Each service is composed of the project to which the service belongs, the service itself, the environment, and the version concatenated by ":".Example:"project1:service:env:version"
示例:
configs example:
project1:service1:env1:version1
project2:service2:env2:version2
"""
checkers = [
main.ApmErrorCheck(configs=configs, filters=[filter_project_servcie_sub]), # Support for user-configured multiple filtering functions that are executed in sequence.
]
Runner(checkers, debug=False).run()
View Events¶
This check will scan the newly added application error information in the last hour. Once a new error does not occur, the intelligent check will generate corresponding events. Under the operation menu on the right side of the intelligent check list, click the "View Related Events" button to view the corresponding abnormal events.
Event Details Page¶
Click "Event" to view the details page of intelligent check events, including event status, exception occurrence time, exception name, basic attributes, event details, alarm notification, history and related events.
- Click the "View Monitor Configuration" icon in the upper right corner of the Details page to support viewing and editing the configuration details of the current intelligent check
- Click the "Export Event JSON" icon in the upper right corner of the details page to support exporting the details of events
Basic Properties¶
- Detection Dimensions: Filter criteria based on smart patrol configuration, enabling replication of detection dimensions
key/value
, adding to filters, and viewing related logs, containers, processes, security check, links, user access monitoring, availability monitoring and CI data - Extended Attributes: Support replication in the form of
key/value
after selecting extended attributes and forward/reverse filtering
Event Details¶
- Event Overview: Describes the objects, contents of abnormal check events.
- Error Distribution: You can view the change of the number of errors in the past 1 hour when the current exception is applied.
- Error Details: You can display the new error details and specific error count of exception application. You can click specific error information, error type and error stack to jump to the error details page for viewing.
History¶
Support to view the detection object, exception/recovery time and duration.
Related events¶
Support to view related events through filtering fields and selected time component information.
FAQ¶
1.How to configure the detection frequency of server application error check
- In the DataFlux Func, add
fixed_crontab='0 * * * *', timeout=1800
in the decorator when writing the check processing function, and then configure it in "admin/auto-trigger configuration".
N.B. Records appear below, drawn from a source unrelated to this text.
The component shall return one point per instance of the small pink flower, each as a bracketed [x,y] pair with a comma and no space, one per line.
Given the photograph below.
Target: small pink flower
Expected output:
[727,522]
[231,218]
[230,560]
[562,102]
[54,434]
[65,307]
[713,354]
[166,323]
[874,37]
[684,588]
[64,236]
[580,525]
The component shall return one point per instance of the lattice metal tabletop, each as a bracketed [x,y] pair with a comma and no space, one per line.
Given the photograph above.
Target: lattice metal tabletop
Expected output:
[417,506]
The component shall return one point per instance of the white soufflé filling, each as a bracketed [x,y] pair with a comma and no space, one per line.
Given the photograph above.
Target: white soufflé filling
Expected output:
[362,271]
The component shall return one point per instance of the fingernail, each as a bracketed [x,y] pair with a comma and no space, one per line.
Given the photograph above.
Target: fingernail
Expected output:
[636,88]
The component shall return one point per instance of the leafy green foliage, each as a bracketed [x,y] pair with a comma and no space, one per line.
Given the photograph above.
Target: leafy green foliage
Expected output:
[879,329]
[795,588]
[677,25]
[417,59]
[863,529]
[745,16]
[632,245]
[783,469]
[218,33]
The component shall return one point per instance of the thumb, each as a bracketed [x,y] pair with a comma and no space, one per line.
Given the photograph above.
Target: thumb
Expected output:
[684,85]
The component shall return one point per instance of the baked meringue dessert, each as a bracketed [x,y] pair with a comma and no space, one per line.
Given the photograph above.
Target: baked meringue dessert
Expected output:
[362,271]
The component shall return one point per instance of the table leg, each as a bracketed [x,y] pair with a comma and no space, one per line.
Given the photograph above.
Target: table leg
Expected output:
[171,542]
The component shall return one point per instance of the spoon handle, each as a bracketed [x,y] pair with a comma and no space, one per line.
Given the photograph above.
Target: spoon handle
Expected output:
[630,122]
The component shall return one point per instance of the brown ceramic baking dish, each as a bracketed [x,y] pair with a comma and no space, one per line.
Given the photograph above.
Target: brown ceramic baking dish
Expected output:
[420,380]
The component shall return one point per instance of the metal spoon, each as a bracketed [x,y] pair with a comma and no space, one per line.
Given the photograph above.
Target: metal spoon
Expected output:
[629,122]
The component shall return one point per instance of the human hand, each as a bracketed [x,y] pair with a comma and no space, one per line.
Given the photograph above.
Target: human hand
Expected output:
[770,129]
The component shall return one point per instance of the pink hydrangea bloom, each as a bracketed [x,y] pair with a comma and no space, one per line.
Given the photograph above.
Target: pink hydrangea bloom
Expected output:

2.There may be no exception analysis when the server applies error check trigger
Check the current data collection status of datakit
when there is no anomaly analysis in the check report.
3.Under what circumstances will server-side application error check events occur
The server-side application error inspection will scan the newly added application error information in the last hour. Once a new error type does not occur, the intelligent inspection will generate corresponding events.
4. Abnormal errors are found in scripts that were previously running normally during the inspection process
Please update the referenced script set in DataFlux Func's script marketplace, you can view the update log of the script marketplace via Change Log to facilitate immediate script update.
5. During the upgrade inspection process, it was found that there was no change in the corresponding script set in the Startup
Please delete the corresponding script set first, then click the upgrade button to configure the corresponding Guance API key to complete the upgrade.
6. How to determine if the inspection is effective after it is enabled
Check the corresponding inspection status in "Management/Auto-trigger configuration". The status should be "enabled" first, and then click "Execute" to verify if there is any problem with the inspection script. If the words "executed successfully xxx minutes ago" appear, the inspection is running normally and is effective.